Thursday, April 26, 2018

Finals Week Survival Guide



Next week is my Finals Week, which means that my days are packed full of studying and late nights until I'm done with my exams.

For me personally, I have a hard time focusing on studying, but I've found some tips and tricks for studying that work really well for me. I've also dicovered a few other things that help me when it comes to taking exams that I'm going to be sharing with you so you can get through your exams with ease and get the grades you want!

When it comes to studying, I need to be somewhere other than my apartment. I've found that it's too easy for me to get distracted when I'm in my own space, especially because I come up with other things that I could be doing (Like cleaning, making food, watching TV, hanging out with my roommate who's also procrastinating studying, etc.) so being in a different space makes it easier for me to focus on the tasks at hand.

I've also found that working in timetables of 20-30 min is the best way for me to get stuff done. By this I mean that I will set a timer and work on Math for 20min straight, and then I'll work on Wildlife Nutrition for 20 min straight, and then Conservation Biology for another 20 min and so on. Having a type of countdown applies enough pressure that I work harder in that 20 min on whatever it is I'm working on than if I just sit down with a random amount of time and start working on things. When it comes to studying, this also helps test my memory because it gives me breaks between each different set of informaiton for the knowledge to sink in rather than doing a cram session one time.

For that last one you can adjust the time to fit your needs better, but for me I've found that 20 minutes typically works the best.

I will also sometimes put in break periods.
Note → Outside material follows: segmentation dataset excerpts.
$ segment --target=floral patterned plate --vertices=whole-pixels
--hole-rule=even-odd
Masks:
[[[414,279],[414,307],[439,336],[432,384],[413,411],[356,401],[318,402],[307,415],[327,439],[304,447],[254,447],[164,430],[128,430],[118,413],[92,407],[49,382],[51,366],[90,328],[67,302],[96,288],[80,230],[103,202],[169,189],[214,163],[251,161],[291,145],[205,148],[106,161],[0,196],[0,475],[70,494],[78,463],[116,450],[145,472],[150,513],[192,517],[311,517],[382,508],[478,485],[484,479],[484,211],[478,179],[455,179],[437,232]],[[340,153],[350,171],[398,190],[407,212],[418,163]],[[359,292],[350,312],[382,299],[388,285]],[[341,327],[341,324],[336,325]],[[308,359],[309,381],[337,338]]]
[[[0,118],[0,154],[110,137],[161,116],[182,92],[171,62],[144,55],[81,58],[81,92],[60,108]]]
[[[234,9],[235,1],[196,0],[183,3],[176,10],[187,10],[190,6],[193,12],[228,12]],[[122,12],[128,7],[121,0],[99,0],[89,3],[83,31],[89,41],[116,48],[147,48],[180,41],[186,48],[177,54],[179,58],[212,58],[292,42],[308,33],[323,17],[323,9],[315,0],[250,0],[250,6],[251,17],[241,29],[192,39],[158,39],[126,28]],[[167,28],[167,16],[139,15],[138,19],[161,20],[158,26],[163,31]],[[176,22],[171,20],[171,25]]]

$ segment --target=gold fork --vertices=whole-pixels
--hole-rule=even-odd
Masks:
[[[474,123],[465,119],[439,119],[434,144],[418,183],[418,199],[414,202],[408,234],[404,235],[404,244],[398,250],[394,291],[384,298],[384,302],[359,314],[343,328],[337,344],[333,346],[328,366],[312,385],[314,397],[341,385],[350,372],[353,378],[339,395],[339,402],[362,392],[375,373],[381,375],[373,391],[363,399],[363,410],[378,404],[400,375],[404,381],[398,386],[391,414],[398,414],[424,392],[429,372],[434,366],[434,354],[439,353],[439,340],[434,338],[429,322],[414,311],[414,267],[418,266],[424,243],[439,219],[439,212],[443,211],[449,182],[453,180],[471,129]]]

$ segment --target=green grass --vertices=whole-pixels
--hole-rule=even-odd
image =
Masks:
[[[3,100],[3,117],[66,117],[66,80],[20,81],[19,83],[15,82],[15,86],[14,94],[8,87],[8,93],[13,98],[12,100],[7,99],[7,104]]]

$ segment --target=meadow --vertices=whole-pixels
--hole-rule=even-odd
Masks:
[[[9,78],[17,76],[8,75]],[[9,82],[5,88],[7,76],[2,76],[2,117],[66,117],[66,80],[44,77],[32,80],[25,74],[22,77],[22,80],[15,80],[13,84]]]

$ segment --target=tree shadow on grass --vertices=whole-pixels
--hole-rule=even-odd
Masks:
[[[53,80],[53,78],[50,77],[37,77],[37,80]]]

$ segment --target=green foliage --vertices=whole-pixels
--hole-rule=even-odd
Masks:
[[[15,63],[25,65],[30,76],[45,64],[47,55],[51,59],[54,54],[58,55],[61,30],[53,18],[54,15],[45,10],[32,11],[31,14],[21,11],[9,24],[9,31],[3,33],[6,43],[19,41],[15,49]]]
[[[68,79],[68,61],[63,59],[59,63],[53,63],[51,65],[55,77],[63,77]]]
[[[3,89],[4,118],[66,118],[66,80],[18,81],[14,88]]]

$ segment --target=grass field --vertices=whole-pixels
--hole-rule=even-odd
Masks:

So I'll study for 20 min, and then eat food for 20 minutes, study for 20 min, take a 20 min nap, study for 20 min, watch a 20 min video. However this would take up more time and wouldn't be such a good idea if you've got a limited amount of time to get your studying in, but again this is something you can tailor more to your own needs.

For a few of my classes I got together with some of the other people in my class to do a large group study session, and I think that this was really beneficial for everyone involved. It gives some people the opportunity to get calrification on some of the information that don't really understand, and it gives others the opportunity to check go over the information by teaching/explaining it to others in the group. I also think that different people have different methods for studying, so you can test your knowledge by many different means (Things like flash cards, mind mapping, review problems found online, quizlet, etc.).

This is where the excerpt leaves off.